Landmines in the fields--an ever present danger

I am reposting a reflection I wrote after a recent delegation that came here to Iraqi Kurdistan. The delegation was made up of 5 German people and a new member of our team.  I co-led it with my son in law Laurens. (Many of our partners had seen photos of my family and recognized him.
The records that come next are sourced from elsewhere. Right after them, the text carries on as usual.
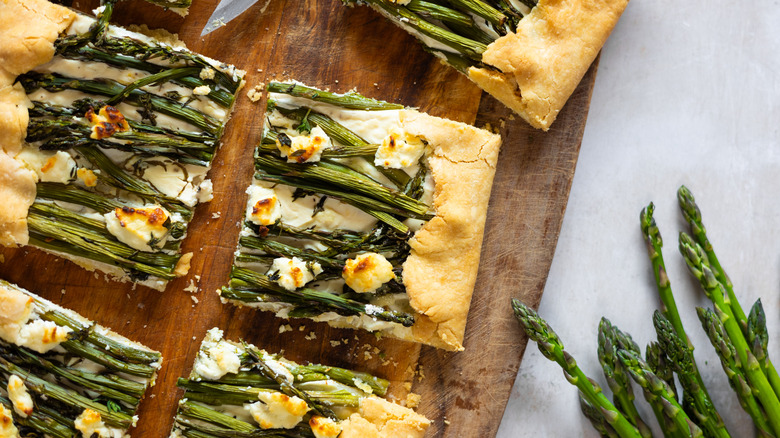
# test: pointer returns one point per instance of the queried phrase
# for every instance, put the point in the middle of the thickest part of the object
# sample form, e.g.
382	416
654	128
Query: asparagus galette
65	376
364	214
238	390
529	54
117	129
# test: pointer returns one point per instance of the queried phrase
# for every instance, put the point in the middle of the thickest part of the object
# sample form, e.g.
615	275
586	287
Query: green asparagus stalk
659	365
408	19
219	95
715	330
94	246
757	335
351	141
692	215
59	134
202	412
380	210
39	421
159	77
593	414
285	385
481	9
381	197
348	100
79	378
551	347
644	377
70	397
680	358
656	362
439	12
279	249
321	298
107	87
699	266
654	243
618	381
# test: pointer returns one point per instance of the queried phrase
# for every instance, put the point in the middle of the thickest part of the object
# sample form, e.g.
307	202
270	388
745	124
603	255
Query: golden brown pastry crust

It led to many mother-in-law jokes as well as amazement that we are also friends.) We could not have done the delegation without the wise advice and translating skills of Mohammed Salah Mahdi.

CPTnet
6 June 2013
IRAQI KURDISTAN: Landmines in the fields--an ever present danger

 by Kathy Moorhead Thiessen

IMG_1701 
Field where the mine exploded 
As the recent CPT delegation climbed the road into the Quandil mountains in Iraqi Kurdistan we felt the coolness of snowfields still present at the end of May.  The tips of the rocky range marked the border with Iran.  We emerged from our minibus in the idyllic mountain village, Kani Spi, to spy the blue tractor moving below us on the field.  It made its way up to the yard and stopped.  Fifteen-year-old Halgurd (named for the highest mountain in Iraq) climbed out.  He greeted us and we all introduced ourselves.
As he spoke to Mohammed, our translator, he quietly and matter-of-factly told us that the day before a mine had exploded under his tractor.  “I was very scared.  But not even the tractor was harmed.  The mine made a big hole deep into the ground.  I was OK too.”  Halgurd’s father lost a leg to a mine and he knows people who have lost their lives to the same destructive weapons.
Later, his father, Mahmoud, told us again about their situation.  The shelling from Iran has stopped for now, and he hopes it will end forever.  However, the mines remain an ever-present danger. 
CPT Iraqi Kurdistan has visited with this family many times and written releases about life in Kani Spi.  The incident of four days ago impressed on the team again that their situation with the mines has not changed.  Mahmoud said, “We must keep a careful eye on our children, especially those who visit us.  Sometimes even the adults get absent-minded and may walk into the area of mines.”
IMG_1703 
Halgurd and two CPT delegates
sitting at the head of the
White Spring ("Kani Spi" in Kurdish.)
 
He requested that we go to the office of the authorities who are in charge of mine clearing in the region to ask them if they would come again to Kani Spi.  He said, “The mines that are far away on the mountains do not bother us.  We can avoid them.  But there are mines close to our house and we have asked them many times to clear them.  They still have not come back.”  He also asked that they come to look again at the field,although it was cleared again last year.  The mines have been there since the Iran-Iraq War in the 1980s when the mountains were littered with these tiny, inexpensive, and volatile weapons.  The weather and seasons sometimes bury them deep or bring them to the surface.  Then an incident can happen like the recent explosion.
That evening, we spoke with his wife, Maryam, and expressed our gratitude that the detonated mine had not harmed Halgurd.  “Thanks be to Allah,” she said.

The next day the delegation stopped at the mine clearing office in the nearby city.  We presented the director with a letter asking him to consider working again in Kani Spi.  We have not yet heard his reply.